Salem, Oregon – Today, the Oregon Legislature advanced a new privacy bill supported by Consumer Reports. If the bill is signed into law by Governor Tina Kotek, Oregon would become the 11th state, after California, Utah, Virginia, Colorado, Connecticut, Iowa, Indiana, Tennessee, Montana, and Florida to extend baseline privacy rights to consumers, including the right to access, delete, and stop certain disclosures of their personal information. Most of the bill’s provisions go into effect on July 1, 2024.
The Oregon bill, SB 619, has key provisions missing from some other state laws that will make it more workable for consumers:
- It requires companies to honor browser privacy signals, such as the Global Privacy Control, so that consumers can opt out of data sales at all companies in a single step;
- The definition of personal information includes information linked to a device; and
- It prohibits the use of deceptive interfaces in obtaining consent.

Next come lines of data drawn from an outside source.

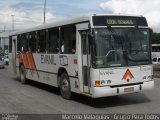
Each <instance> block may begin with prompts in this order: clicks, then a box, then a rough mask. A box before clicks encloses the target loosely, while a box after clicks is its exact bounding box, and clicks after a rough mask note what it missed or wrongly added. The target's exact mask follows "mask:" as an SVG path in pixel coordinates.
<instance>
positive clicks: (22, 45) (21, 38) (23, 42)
mask: <svg viewBox="0 0 160 120" xmlns="http://www.w3.org/2000/svg"><path fill="white" fill-rule="evenodd" d="M19 39H20V41H21V49H20V51H22V52H27V51H28V39H27V34H22V35H21V37H20V38H19Z"/></svg>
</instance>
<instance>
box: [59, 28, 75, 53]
mask: <svg viewBox="0 0 160 120" xmlns="http://www.w3.org/2000/svg"><path fill="white" fill-rule="evenodd" d="M60 35H61V40H60V41H61V53H62V54H75V52H76V28H75V26H67V27H62V28H61V33H60Z"/></svg>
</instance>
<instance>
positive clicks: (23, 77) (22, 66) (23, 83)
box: [20, 65, 27, 84]
mask: <svg viewBox="0 0 160 120" xmlns="http://www.w3.org/2000/svg"><path fill="white" fill-rule="evenodd" d="M20 80H21V83H22V84H26V83H27V80H26V71H25V68H24V66H23V65H22V66H21V67H20Z"/></svg>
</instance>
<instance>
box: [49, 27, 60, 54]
mask: <svg viewBox="0 0 160 120" xmlns="http://www.w3.org/2000/svg"><path fill="white" fill-rule="evenodd" d="M47 46H48V52H49V53H58V51H59V29H58V28H57V29H52V30H49V39H48V45H47Z"/></svg>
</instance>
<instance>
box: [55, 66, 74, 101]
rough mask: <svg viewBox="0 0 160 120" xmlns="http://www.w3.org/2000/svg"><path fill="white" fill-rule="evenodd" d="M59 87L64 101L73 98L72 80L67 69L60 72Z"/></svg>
mask: <svg viewBox="0 0 160 120" xmlns="http://www.w3.org/2000/svg"><path fill="white" fill-rule="evenodd" d="M57 82H58V87H59V88H60V92H61V95H62V97H63V98H64V99H70V98H71V85H70V79H69V76H68V73H67V71H66V69H64V68H60V69H59V70H58V81H57Z"/></svg>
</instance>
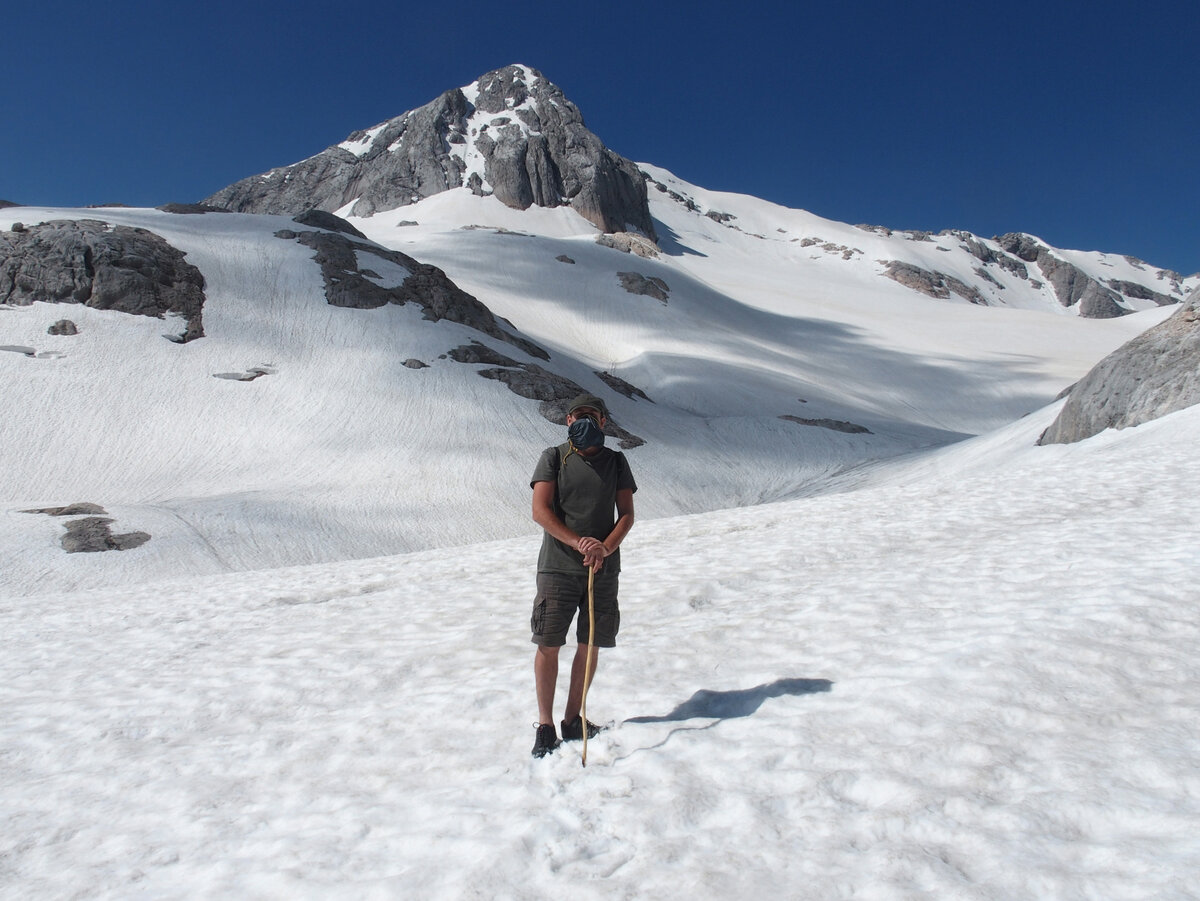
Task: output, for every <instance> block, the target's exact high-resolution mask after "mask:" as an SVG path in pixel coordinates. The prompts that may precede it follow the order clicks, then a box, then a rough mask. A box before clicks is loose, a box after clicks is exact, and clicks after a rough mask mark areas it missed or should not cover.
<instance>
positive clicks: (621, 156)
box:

“We commend Oregon lawmakers for taking the first step toward creating comprehensive protections that meaningfully address the privacy needs of their constituents,” said Matt Schwartz, policy analyst at Consumer Reports. “S.B. 619’s definitions of biometric, sensitive, and personal data make it an improvement over many similar state privacy bills. At the same time, we urge legislators to close loopholes and expand certain protections, especially relating to the bill’s enforcement provisions, in the coming session.”